Keeping equipment properly lubricated is vital if plant operators are to maximize the life of technologies and enjoy optimal output with limited downtime. Analysts say the best way to do this is by implementing a strict lubrication regimen.

“It is essential that meat and poultry processors lubricate such equipment as motors, pumps, gear cases and conveyor belts with food-grade greases,” says Bryan Johnson, board chairman of the Broken Arrow, Okla.-based International Council for Machinery Lubrication (ICML). “Most important is leveraging lubricants with a viscosity that ensures separation of the lubricated surfaces, such as gear teeth, while minimizing energy requirements to operate the machine. Users should consider additives that reduce wear and extend the oxidative resistance of the lubricant.”

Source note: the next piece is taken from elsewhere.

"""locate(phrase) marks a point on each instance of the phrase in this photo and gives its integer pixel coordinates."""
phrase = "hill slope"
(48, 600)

That is vital as the harsh meat and poultry processing environment can be detrimental to the integrity and performance of lubricants, Johnson says. “Cleaning water can enter into the machine internals and mix into the lubricant,” he says. “It can have immediate catastrophic consequences or become a hidden latent stressor to both the lubricant and the lubricated machine surfaces by causing corrosion or impacting the viscosity of the lubricant.” In addition, airborne contaminants can degrade the cleanliness of the lubricant, with the dirty grease increasing wear rates within machines, Johnson says.


Keep the seals in sight

The erosion of seals that help maintain lubricants in equipment, meanwhile, can cause gearbox and hydraulic system leaks, says Norman Marriott, emeritus professor in the College of Agriculture and Life Sciences at Virginia Polytechnic Institute and State University (Virginia Tech) in Blacksburg. Ensuring seals are strong enough to prevent grease from leaking is crucial because the lubricants also can alter the effectiveness and appearance of equipment and protein products, he says. In addition to typical wear and tear, workers can damage seals when using very high-pressure water for cleaning, Marriott says.

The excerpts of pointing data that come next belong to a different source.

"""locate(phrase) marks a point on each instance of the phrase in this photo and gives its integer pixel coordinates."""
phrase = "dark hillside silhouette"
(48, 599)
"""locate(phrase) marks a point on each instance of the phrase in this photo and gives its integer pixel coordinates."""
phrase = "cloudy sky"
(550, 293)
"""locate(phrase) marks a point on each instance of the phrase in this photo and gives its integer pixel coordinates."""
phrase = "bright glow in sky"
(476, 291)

A combination of effective lubrication and machine maintenance, meanwhile, will help lower the likelihood of equipment problems, Johnson says. “The proper selection of seals and gaskets can reduce the ingress of water and other contaminants and the installation of breathers to the equipment also can help,” he says. Desiccant breathers prevent the entry of such contaminants as moisture, and dirt and debris particles, into machinery, which can adulterate the lubricant and damage the equipment over time.

Processors can better maintain machinery by setting schedules for measuring and replacing lubricants and analyzing seal integrity, Johnson says, along with the ongoing laboratory testing of lubricant quality. While plant workers should typically lubricate machinery at least once a day, and preferably following a production shift, excess leakage may demand more frequent applications, Marriott says.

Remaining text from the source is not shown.